Inserm UMR_S 1138, Team 17, Centre de Recherche des Cordeliers, 75006, Paris, France.
Sorbonne University, University of Pierre et Marie Curie, UMR_S 1138, Centre de Recherche des Cordeliers, 75006, Paris, France.
Nat Commun. 2019 Jan 21;10(1):369. doi: 10.1038/s41467-018-08125-6.
Choroidal neovascularization (CNV) is a major cause of visual impairment in patients suffering from wet age-related macular degeneration (AMD), particularly when refractory to intraocular anti-VEGF injections. Here we report that treatment with the oral mineralocorticoid receptor (MR) antagonist spironolactone reduces signs of CNV in patients refractory to anti-VEGF treatment. In animal models of wet AMD, pharmacological inhibition of the MR pathway or endothelial-specific deletion of MR inhibits CNV through VEGF-independent mechanisms, in part through upregulation of the extracellular matrix protein decorin. Intravitreal injections of spironolactone-loaded microspheres and systemic delivery lead to similar reductions in CNV. Together, our work suggests MR inhibition as a novel therapeutic option for wet AMD patients unresponsive to anti-VEGF drugs.
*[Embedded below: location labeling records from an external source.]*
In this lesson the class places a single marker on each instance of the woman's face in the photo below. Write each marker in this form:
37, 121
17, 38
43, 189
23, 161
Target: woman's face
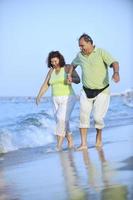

脉络膜新生血管(CNV)是湿性年龄相关性黄斑变性(AMD)患者视力损害的主要原因,特别是在对眼内抗血管内皮生长因子(VEGF)注射治疗产生抗药性时。在这里,我们报告称,口服盐皮质激素受体(MR)拮抗剂螺内酯治疗可减轻对抗 VEGF 治疗产生抗药性的患者的 CNV 迹象。在湿性 AMD 的动物模型中,MR 途径的药理学抑制或内皮细胞特异性 MR 缺失通过非 VEGF 依赖机制抑制 CNV,部分是通过上调细胞外基质蛋白 decorin。玻璃体内注射螺内酯负载的微球和全身给药可导致 CNV 类似减少。总之,我们的工作表明,MR 抑制作为一种新的治疗选择,可用于对抗 VEGF 药物无反应的湿性 AMD 患者。